En la década de los noventa asistimos asombrados a la presentación en público de la World Wide de Tim Burton Lee, un consultor informático británico independiente que trabajaba para el CERN en Suiza. El desarrollo inicial tenía por objetivo facilitar la publicación y posterior acceso a contenidos internos del grupo de investigadores, utilizando hipertexto (enlaces entre documentos en distintas ubicaciones del sistema con un simple clic de ratón) para su posterior acceso con un interface simple, aunque inicialmente poco amigable.

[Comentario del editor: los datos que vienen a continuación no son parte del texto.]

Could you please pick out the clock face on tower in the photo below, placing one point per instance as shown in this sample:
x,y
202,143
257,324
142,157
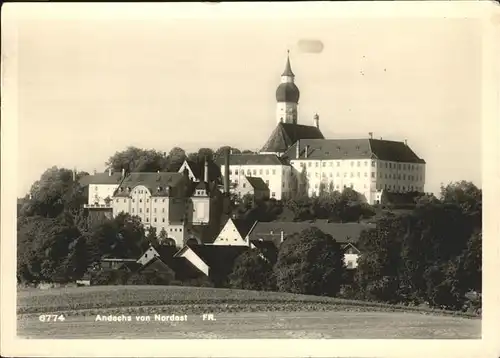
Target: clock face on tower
x,y
291,114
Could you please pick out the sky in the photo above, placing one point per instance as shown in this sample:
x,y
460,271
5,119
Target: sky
x,y
90,83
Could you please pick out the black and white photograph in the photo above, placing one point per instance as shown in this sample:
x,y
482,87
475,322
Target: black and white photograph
x,y
244,171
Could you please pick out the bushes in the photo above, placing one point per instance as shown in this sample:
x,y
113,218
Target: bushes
x,y
310,263
252,272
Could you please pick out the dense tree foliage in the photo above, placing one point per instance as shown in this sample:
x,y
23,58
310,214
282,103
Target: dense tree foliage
x,y
252,271
432,254
311,262
347,206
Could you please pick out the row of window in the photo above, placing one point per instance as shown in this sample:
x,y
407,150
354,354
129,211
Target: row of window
x,y
147,210
388,165
358,174
252,172
140,200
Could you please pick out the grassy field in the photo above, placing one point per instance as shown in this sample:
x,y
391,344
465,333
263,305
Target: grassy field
x,y
237,314
32,301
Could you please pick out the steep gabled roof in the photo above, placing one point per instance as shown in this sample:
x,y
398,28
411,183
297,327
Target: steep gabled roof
x,y
218,258
339,149
152,181
243,226
257,183
199,170
342,233
252,159
286,134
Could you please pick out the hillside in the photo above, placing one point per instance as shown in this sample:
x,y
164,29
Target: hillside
x,y
236,314
190,299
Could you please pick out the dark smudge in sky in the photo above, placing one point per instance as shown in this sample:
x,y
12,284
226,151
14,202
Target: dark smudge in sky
x,y
310,46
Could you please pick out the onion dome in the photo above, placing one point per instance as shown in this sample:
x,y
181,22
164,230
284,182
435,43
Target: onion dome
x,y
287,92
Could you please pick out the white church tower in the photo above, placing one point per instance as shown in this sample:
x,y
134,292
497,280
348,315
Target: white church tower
x,y
287,96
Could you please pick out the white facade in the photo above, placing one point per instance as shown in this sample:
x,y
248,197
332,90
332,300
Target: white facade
x,y
99,193
366,176
189,255
161,212
230,236
277,177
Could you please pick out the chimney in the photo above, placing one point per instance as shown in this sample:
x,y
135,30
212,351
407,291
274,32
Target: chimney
x,y
226,172
205,172
316,120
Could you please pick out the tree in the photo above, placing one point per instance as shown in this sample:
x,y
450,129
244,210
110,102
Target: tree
x,y
252,272
163,236
311,262
134,159
57,190
222,150
377,275
151,237
175,158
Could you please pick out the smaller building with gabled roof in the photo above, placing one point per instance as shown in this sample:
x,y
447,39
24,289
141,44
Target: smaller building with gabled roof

Como todas las invenciones disruptivas, la WWW se basó en tecnologías anteriores, en este caso la propia red Internet y el ingenioso sistema de hipertexto. Recuerdo asistir a una presentación de Apple en Madrid en el año 1985. Desde mi Agencia de Publicidad en Cartagena, fui una de las primeras empresas del sector en hacerme con un trío e ordenadores Mackintosh, que se habían lanzado al mercado justo el año anterior. Los “camotos”, como fueron bautizados cariñosamente por sus primeros usuarios, facilitaban mucho la composición de textos para anuncios en soportes gráficos. En esa reunión se visionó un vídeo en el se anunciaba un futuro con la revolucionaria tecnología del hipertexto, aún antes de la popularización de Internet. Cuando ambas tecnologías -hipertexto e internet- se combinaron para enlazar contenidos sobre un documento online de un extremo a otro del planeta, se abrió un campo infinito para un ecosistema que semeja una biblioteca universal a cuyo contenidos se accede a la velocidad de la luz haciendo clicks.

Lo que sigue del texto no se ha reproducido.